Notice: On April 23, 2014, Statalist moved from an email list to a forum, based at statalist.org.
[Date Prev][Date Next][Thread Prev][Thread Next][Date Index][Thread Index]
Re: st: wealth score using principal component analysis (PCA)
From
汪哲仁 <[email protected]>
To
[email protected]
Subject
Re: st: wealth score using principal component analysis (PCA)
Date
Thu, 27 Sep 2012 11:06:02 +0400
Dear Nick and Stat,
May I ask a question? In which circumstances, the PCA is a better
choice than SEM?
with kind regards,
Charles Wang
с уважением
with kind regards,
Чальз Ван
Charles Wang
汪哲仁
2012/9/27 Nick Cox <[email protected]>
>
> You are confusing two different questions. Throughout I focus on the
> case you are looking at where PCA is based on the correlation matrix.
>
> If the aim is to use the most important PC, then that is labelled 1,
> but even if it weren't we could identify it by its having the largest
> eigenvalue attached and no extra considerations arise.
>
> If the aim is to identify which PCs are "important" or "worthy of use"

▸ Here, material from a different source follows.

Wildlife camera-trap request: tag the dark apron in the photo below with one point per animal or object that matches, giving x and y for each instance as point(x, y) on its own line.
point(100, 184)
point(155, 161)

> (typically one or more) and should be used in later analyses, then
> this is necessarily a looser, more open question and the best art is a
> darker matter. There can't be an answer independent of what you are
> trying to do. Some people do stress a rule of thumb such as
> eigenvalues > 1 and some people look for a break in the eigenvalues
> using a scree plot. In some projects PCs that are used later are good
> if interpretable as having high correlations with particular
> variables; in other projects the PCs are just composite variables with
> the properties assigned to them and interpretability is less material.
>
> Every book I know on PCA stresses this open aspect of the method. The
> books by Jolliffe and Jackson referenced in the -pca- documentation
> certainly do.
>
> It's not clear exactly why you feel committed in advance to using PCA
> like this. I sympathise with the advice given earlier by Stas
> Kolenikov to consider something more like an SEM.
>
> Nick
>
> On Wed, Sep 26, 2012 at 9:33 PM, Shikha Sinha <[email protected]> wrote:
> > Ok, I got it now that if I want to use one score, then PC1 is the most
> > relevant one, and then for further distinction between financial vs
> > social, we need to look at factor loadings in each PC2, PC3 , to
> > figure out if PC2 is better than PC1 if the focus is on social or
> > financial autonomy.
> >
> > Then I am struggling to understand the use of selecting components
> > based on eigenvalues. What is the use of selecting PC based either on
> > eigenvalues or screeplot, if we are always (most of the time) going to
> > use the 1st component. An example on the importance of eigenvalues in
> > selecting components would be very helpful ( or any ref.)
> >
> > Thanks,
> > Shikha
> >
> > On Wed, Sep 26, 2012 at 6:39 AM, Stas Kolenikov <[email protected]> wrote:
> >> Often, the 1st PC works as a measure of "overall size", while the
> >> subsequent components, as measures of "structure". So the 1st
> >> component might be the degree of overall autonomy, while the 2nd
> >> component might distinguish say between financial autonomy and social
> >> interactions autonomy.
> >>
> >> --
> >> -- Stas Kolenikov, PhD, PStat (SSC) :: http://stas.kolenikov.name
> >> -- Senior Survey Statistician, Abt SRBI :: work email kolenikovs at
> >> srbi dot com
> >> -- Opinions stated in this email are mine only, and do not reflect the
> >> position of my employer
> >>
> >>
> >>
> >> On Tue, Sep 25, 2012 at 6:34 PM, Nick Cox <[email protected]> wrote:
> >>> If you want just one index, you can't improve on the first PC if you
> >>> are using the criteria of PCA. That's a central idea of PCA.
> >>>
> >>> Nick
> >>>
> >>> On Wed, Sep 26, 2012 at 12:22 AM, Shikha Sinha
> >>> <[email protected]> wrote:
> >>>> Thanks for your response Nick and stat!
> >>>>
> >>>> I think I am struggling with how to create one scores from two
> >>>> components. Let me pose my question again.
> >>>>
> >>>> Suppose I want to create one index out of six variables. For example,
> >>>> I want to create a "women autonomy index". The index would be one
> >>>> number for every households. The Demographic and health survey (DHS)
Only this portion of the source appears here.